The Stability-Plasticity Spectrum
The core challenge of continual learning can be understood as navigating the stability-plasticity spectrum [@grossberg1980how, @mermillod2013stability]. At one extreme, a completely stable model (frozen after initial training) achieves zero forgetting but zero plasticity -- it cannot learn new tasks. At the other extreme, a completely plastic model (standard fine-tuning) maximizes learning on new tasks but catastrophically forgets old ones. Every continual learning method can be understood as proposing a particular balance point on this spectrum, and different methods implicitly favor different tradeoffs (Lange et al., 2021).
Evaluation Metrics
The field has converged on several standard metrics [@delange2021continual, @diaz2018dont]:
- Average Accuracy (AA): Mean accuracy across all tasks after the final task is learned: AA = (1/T) * sum_{i=1}^{T} a_{T,i}, where a_{T,i} is the accuracy on task i after training on all T tasks.
- Backward Transfer (BWT): Measures how much learning new tasks affects performance on old tasks: BWT = (1/(T-1)) * sum_{i=1}^{T-1} (a_{T,i} - a_{i,i}). Negative BWT indicates forgetting. A method with BWT = 0 exhibits zero forgetting.
- Forward Transfer (FWT): Measures how much learning earlier tasks helps performance on future tasks: FWT = (1/(T-1)) * sum_{i=2}^{T} (a_{i-1,i} - b_i), where b_i is the accuracy of a randomly initialized model on task i. Positive FWT indicates knowledge transfer.
- Average Incremental Accuracy (AIA): The average of average accuracies computed after each task is learned: AIA = (1/T) * sum_{t=1}^{T} AA_t. This metric captures performance throughout the learning process, not just at the end, and is particularly important for deployed systems that must perform well at all times.
- Forgetting Measure (FM): The average maximum forgetting across tasks: FM = (1/(T-1)) * sum_{i=1}^{T-1} max_{t in {1,...,T-1}} (a_{t,i} - a_{T,i}). This captures the worst-case forgetting for each task (Chaudhry et al., 2018).
- Learning Accuracy (LA): The average accuracy on each task immediately after learning it: LA = (1/T) * sum_{i=1}^{T} a_{i,i}. This measures how effectively the model learns new tasks -- a high LA with low BWT indicates a method that learns well without forgetting.
The relationship between these metrics reveals important tradeoffs. A method that maximizes AA by simply freezing the model after the first task would have zero forgetting but poor plasticity. Conversely, naive fine-tuning typically achieves high learning accuracy but catastrophic backward transfer. The ideal method achieves high AA through both high LA (plasticity) and low forgetting (stability).
References
- Arslan Chaudhry, Puneet K. Dokania, Thalaiyasingam Ajanthan, Philip H.S. Torr (2018). Riemannian Walk for Incremental Learning: Understanding Forgetting and Intransigence. ECCV.

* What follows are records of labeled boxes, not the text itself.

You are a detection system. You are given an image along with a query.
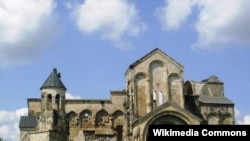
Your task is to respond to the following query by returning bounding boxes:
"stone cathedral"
[19,48,235,141]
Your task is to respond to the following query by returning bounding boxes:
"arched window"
[95,110,111,128]
[80,110,92,120]
[56,94,60,109]
[47,94,52,110]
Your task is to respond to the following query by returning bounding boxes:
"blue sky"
[0,0,250,141]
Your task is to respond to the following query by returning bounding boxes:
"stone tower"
[19,69,69,141]
[38,69,68,141]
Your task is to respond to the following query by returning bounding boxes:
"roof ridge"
[40,68,67,90]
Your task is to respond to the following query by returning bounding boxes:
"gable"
[126,48,184,73]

- Matthias De Lange, Rahaf Aljundi, Marc Masana (2021). A Continual Learning Survey: Defying Forgetting in Classification Tasks. IEEE TPAMI.
- Gido M. van de Ven, Andreas S. Tolias (2019). Three Scenarios for Continual Learning. NeurIPS Continual Learning Workshop.
- Gido M. van de Ven, Hava T. Siegelmann, Andreas S. Tolias (2022). Three Types of Incremental Learning. Nature Machine Intelligence.